Warhol attended the Carnegie Institute of Technology in Pittsburgh. He began his career as a fashion illustrator, specializing first in shoes, then in other images; his work always seemed to have a provocative bent. The images were slick, quick and easy to read. They didn’t require much thought, and they could be produced in mass quantities, consumed and thrown over for new images.
Warhol is most often associated with his images of Coke bottles, Brillo pad cartons and contemporary American celebrities. He created endless rows of these images through a silk-screening technique, and later massed produced them in lithographs.
Warhol viewed the world as a mechanical, repetitive place where fame comes from recognition and the ability to inspire the sensational. As a Pop artist, he used his work as a sort of social commentary to express his view of life. Warhol said many times that the only real statement an artist can make is repetition to the point of boredom, since this is the way the public perceives images, remembers them, and becomes inured to them.
Like the disposable society he represented, Warhol’s works, at first glance, do not require much thought.

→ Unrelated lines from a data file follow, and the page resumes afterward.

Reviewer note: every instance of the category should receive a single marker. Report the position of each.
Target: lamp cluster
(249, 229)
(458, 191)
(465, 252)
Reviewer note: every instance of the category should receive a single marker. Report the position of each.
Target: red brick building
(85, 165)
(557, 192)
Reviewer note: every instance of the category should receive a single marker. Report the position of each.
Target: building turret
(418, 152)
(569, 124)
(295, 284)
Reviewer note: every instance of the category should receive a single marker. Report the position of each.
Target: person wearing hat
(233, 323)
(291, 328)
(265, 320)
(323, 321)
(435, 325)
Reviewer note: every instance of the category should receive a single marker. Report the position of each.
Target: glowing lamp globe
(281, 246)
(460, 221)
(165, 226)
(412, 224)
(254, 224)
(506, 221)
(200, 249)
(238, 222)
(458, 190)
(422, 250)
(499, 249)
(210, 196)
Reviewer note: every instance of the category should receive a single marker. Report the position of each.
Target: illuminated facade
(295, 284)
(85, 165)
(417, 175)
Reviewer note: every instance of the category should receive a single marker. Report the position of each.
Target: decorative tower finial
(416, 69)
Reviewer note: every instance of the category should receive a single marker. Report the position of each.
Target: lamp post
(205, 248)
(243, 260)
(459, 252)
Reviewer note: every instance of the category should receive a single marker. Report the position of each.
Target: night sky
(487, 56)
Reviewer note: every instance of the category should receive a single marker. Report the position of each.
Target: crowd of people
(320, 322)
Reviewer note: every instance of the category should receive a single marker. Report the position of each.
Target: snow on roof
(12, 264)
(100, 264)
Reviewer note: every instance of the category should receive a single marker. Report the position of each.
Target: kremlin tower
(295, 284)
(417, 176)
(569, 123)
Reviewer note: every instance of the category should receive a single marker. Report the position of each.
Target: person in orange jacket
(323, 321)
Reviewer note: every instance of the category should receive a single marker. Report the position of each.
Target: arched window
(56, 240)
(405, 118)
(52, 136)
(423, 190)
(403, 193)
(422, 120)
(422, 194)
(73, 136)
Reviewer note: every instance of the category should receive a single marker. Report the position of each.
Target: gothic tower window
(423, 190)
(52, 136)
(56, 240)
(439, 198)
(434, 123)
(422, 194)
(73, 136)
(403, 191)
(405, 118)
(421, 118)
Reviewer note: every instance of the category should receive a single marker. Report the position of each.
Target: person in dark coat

As if to emphasize the ambivalence between emotional and visual responses to his work, Warhol said that “his image is a statement of the symbols of the harsh, impersonal products and harsh materialistic objects on which America is built. It a projection of everything that can be bought and sold, the practical but impermanent symbols that sustain us”.
Warhol is considered one of the most influential artists of the 20th century. His work and ideas both reflect and helped shape American mass media and popular culture.